For now, TransCanada continues to support the Aboriginal Pipeline Group, a coalition of all the native communities along the Mackenzie route, with a C$80-million (US$60-million) loan to cover engineering, design and regulatory expenses associated with its one-third ownership of the proposed northern gas delivery system.

But the APG also continues to show the good-cop, bad-cop strategy adopted by northern aboriginal political leaders. The Deh Cho had much to do with originating the APG participation in the Mackenzie project back in 1999 and 2000, along with the Sahtu in the central Northwest Territories and the Inuvialuit and Gwich’n on the Mackenzie Delta. But while sitting in on all the planning and negotiations, the Deh Cho are restricting their formal participation to observer status and emphasizing their consent is withheld until the federal government agrees to a wider land claim settlement.

The hard liners on aboriginal rights may be gaining influence across the Canadian north. In the Sahtu region, where the leadership earlier this year made a final partnership agreement to join APG, the K’ahsho Got’ine and their Metis (mixed blood) neighbors nevertheless adopted a rigid policy resolution. The declaration committed the district authorities to make sure “all permits towards work on developing a pipeline cease until the access and benefits agreement is completed and signed.”

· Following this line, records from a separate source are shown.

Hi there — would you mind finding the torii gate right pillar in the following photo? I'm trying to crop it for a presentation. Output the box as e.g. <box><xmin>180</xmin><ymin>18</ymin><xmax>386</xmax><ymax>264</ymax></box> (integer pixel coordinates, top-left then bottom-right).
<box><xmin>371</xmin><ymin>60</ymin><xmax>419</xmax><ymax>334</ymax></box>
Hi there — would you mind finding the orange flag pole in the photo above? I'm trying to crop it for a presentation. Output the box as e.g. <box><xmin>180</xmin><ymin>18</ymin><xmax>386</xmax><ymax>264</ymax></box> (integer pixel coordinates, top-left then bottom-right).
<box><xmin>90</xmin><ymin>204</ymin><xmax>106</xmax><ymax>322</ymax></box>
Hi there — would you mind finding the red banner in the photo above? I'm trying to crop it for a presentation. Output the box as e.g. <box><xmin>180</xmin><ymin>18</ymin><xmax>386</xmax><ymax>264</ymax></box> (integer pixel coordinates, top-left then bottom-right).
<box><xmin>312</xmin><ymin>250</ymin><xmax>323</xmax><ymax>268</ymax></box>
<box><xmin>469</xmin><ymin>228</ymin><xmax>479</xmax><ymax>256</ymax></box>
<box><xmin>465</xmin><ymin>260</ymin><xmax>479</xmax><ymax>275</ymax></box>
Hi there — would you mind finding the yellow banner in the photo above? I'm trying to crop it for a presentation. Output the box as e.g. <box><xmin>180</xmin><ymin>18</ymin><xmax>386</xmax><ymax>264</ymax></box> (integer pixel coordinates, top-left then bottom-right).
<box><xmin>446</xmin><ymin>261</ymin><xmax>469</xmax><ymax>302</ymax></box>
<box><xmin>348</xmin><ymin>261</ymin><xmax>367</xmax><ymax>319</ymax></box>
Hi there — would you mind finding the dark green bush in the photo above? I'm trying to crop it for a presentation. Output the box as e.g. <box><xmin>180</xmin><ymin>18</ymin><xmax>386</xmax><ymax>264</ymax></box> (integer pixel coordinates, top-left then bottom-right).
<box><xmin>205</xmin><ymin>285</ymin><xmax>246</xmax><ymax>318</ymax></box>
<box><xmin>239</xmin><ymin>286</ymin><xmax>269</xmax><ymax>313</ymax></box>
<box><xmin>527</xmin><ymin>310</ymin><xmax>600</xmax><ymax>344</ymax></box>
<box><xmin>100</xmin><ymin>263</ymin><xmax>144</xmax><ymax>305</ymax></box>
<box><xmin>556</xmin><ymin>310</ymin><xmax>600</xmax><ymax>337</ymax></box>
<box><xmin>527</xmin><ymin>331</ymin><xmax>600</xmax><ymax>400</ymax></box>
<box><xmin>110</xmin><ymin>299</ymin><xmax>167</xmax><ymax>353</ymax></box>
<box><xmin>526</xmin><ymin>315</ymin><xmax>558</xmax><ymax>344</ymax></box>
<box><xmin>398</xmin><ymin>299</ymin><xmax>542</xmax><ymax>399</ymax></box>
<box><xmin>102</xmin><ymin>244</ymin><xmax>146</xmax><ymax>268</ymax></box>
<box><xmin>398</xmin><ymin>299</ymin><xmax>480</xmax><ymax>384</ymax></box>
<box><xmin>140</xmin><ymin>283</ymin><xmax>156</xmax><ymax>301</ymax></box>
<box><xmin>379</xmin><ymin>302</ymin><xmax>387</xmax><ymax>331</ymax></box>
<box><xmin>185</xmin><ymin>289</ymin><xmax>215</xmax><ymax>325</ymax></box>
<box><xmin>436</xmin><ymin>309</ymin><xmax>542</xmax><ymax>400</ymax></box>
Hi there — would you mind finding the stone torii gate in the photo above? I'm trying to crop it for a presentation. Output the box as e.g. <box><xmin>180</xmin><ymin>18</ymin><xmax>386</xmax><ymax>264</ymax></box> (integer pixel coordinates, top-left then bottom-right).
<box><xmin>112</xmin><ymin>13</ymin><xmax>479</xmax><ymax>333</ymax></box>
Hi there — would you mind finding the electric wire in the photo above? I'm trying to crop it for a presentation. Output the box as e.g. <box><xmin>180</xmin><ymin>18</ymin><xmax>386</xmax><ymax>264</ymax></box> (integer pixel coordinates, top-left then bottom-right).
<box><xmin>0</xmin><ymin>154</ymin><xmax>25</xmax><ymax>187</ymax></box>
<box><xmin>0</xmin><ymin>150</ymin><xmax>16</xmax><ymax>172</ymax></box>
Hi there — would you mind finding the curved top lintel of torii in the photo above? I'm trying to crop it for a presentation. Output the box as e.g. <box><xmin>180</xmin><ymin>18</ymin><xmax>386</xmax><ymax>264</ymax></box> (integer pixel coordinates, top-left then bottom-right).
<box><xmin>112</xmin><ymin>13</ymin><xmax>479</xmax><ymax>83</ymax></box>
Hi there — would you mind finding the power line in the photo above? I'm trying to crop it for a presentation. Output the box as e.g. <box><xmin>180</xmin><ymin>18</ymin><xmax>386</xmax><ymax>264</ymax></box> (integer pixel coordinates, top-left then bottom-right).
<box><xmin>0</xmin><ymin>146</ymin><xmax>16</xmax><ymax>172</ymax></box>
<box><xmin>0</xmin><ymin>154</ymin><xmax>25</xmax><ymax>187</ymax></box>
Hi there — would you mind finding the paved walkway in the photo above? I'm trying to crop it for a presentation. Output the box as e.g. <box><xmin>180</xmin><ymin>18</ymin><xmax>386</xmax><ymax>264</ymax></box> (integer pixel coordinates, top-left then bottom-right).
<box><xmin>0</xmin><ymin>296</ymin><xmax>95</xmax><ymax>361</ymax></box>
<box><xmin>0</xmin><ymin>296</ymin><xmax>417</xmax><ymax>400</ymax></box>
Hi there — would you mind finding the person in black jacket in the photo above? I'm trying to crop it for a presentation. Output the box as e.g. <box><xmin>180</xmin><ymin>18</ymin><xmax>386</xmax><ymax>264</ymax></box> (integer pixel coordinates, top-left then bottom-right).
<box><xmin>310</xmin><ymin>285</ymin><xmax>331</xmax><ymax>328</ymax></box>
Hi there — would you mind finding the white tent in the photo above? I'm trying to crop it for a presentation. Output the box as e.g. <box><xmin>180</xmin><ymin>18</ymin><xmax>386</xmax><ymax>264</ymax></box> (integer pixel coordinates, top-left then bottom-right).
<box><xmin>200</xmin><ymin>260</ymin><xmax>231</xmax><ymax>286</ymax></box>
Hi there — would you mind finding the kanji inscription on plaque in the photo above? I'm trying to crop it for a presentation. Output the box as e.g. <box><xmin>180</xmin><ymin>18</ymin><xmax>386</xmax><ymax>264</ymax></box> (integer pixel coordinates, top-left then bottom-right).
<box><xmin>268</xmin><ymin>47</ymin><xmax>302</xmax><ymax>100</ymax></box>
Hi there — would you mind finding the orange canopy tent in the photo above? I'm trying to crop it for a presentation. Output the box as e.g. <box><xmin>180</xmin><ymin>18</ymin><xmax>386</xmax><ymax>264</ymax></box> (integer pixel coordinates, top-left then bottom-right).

The natives demanded an access and benefits agreement by June of 2005. In the meantime, the district land authorities vowed “any research permits and land use permits and water license permits be denied until an access and benefits agreement is signed.” The hard line is not unanimous across the Canadian north and no one has started using the word blockade yet, but industry observers are starting to wonder how, when and even whether the gas project will pick its way through a minefield of aboriginal issues with pedigrees dating back for generations.